Stan Lee accepte, mais doit par conséquent enfreindre certaines règles du code qui interdisent de montrer quoi que ce soit en rapport avec les drogues. Stan Lee décide qu’avec l’appui du gouvernement, il avait le droit de faire ce qu’il voulait et écrit son histoire en l’intégrant aux aventures de Spider-Man dans les numéros 96-98 de The Amazing Spider-Man. Une fois fait, il a fait publier les numéros sans le sceau de la CCA et sans aucune autorisation. Les numéros font un tabac et poussent la CCA à rendre possible d’intégrer des éléments reliés aux drogues si c’est pour en faire une critique. Si les années 70 se sont occupées des drogues, les années 80 ont vu un retour de la violence.

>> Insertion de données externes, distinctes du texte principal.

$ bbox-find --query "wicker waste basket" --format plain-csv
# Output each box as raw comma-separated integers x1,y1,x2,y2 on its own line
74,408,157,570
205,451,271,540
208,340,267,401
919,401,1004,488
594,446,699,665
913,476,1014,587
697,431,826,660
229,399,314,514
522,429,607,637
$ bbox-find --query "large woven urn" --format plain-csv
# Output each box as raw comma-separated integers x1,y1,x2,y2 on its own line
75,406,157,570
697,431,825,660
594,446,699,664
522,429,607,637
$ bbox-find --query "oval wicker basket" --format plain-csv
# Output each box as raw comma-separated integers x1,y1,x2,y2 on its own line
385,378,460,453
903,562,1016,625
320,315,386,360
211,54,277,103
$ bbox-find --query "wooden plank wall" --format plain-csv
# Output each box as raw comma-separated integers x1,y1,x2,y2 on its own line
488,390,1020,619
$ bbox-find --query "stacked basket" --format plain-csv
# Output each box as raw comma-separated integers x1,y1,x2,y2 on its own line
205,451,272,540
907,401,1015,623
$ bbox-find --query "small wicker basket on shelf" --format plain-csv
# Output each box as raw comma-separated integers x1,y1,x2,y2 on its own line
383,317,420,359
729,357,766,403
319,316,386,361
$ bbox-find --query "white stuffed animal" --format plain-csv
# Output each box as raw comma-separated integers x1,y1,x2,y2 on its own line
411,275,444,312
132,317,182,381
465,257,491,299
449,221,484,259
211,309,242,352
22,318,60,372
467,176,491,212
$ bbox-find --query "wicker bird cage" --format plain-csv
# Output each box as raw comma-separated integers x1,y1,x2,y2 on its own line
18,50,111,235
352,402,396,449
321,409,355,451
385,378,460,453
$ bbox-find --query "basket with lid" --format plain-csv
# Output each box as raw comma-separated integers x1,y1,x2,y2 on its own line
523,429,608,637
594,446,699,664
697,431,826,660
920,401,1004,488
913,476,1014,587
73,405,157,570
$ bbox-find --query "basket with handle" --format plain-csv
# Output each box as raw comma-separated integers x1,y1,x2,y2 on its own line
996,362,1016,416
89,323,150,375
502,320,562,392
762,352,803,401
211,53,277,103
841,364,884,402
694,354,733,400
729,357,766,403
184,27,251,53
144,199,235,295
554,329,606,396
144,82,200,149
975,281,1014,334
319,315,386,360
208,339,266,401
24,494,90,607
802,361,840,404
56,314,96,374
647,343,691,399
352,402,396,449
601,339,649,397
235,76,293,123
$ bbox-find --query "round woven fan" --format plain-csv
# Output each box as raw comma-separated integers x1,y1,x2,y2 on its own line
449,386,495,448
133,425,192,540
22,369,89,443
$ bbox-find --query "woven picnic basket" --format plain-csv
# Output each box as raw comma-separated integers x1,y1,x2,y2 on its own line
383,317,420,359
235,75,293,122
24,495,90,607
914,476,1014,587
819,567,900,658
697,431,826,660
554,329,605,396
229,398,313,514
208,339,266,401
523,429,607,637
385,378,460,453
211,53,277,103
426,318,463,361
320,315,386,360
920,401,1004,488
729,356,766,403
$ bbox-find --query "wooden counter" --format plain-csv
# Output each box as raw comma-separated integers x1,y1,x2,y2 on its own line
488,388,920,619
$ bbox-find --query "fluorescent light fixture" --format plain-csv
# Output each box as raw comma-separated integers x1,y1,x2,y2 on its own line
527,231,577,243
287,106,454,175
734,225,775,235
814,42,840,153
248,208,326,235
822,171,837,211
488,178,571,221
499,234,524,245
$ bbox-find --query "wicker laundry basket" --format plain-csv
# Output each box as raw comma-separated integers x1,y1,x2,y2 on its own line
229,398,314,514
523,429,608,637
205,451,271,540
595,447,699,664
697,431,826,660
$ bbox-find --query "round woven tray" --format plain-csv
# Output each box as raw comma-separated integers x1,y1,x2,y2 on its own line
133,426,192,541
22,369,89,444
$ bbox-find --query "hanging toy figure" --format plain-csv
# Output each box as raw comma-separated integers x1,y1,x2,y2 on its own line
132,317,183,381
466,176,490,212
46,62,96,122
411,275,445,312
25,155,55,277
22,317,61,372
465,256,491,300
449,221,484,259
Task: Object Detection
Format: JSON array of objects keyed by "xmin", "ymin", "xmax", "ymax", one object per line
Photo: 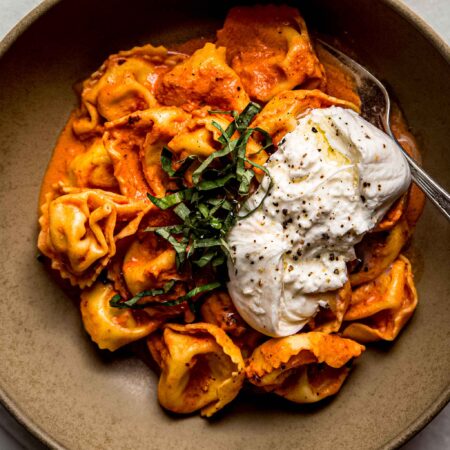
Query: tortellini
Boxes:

En 1989, le code autorise maintenant à dépeindre des relations homosexuelles. Oui, il a fallu attendre 1989. Mais à ce moment-là, la crédibilité du sceau est déjà bien mise à mal et de plus en plus d’éditeurs ne prennent plus le temps de réfléchir à ce qui est ou non permis par la CCA. Beaucoup de comics de chez DC Comics étaient par exemple, à partir des années 90, tous soumis au jugement de la CCA, mais étaient publiés, quel que soit le résultat. Puis, en 2001, Marvel quitte entièrement le système et intègre son propre système spécifiant sur la couverture si le contenu est pour tous les âges ou s’il n’est approprié qu’à partir d’un certain âge.

 

 

Peu à peu, les éditeurs se retirent d’année en année jusqu’à ce qu’en 2011, DC Comics se retire également de la liste. Le jour suivant, Archie Comics qui avait été l’un des premiers à se soumettre à l’autorité de la CCA, décide de ne plus s’y soumettre. Sans aucun éditeur reconnaissant son autorité, l’organisation meurt d’elle-même. Les codifications établies par les éditeurs eux-mêmes, comme celle de Marvel, suffisent à faire savoir à ses lecteurs que le contenu n’est sans doute pas fait pour eux suivant leur âge, mais permet aux dessinateurs, écrivains et créateurs de comics de conserver une liberté optimale dans ce qui est l’une des formes d’expression les plus populaires au monde.

 

Un produit de son époque, la Comics Code Authority était avant tout une réaction de la part de la génération sortant de la guerre ne comprenant pas le sentiment de révolte de certains jeunes face à la société. Dans tous les cas, les lecteurs et les éditeurs sont bien heureux d’avoir vu disparaître le logo de cette organisation de censure de leurs couvertures ! Auriez-vous été d’accord avec la Comics Code Authority à l’époque de sa création ?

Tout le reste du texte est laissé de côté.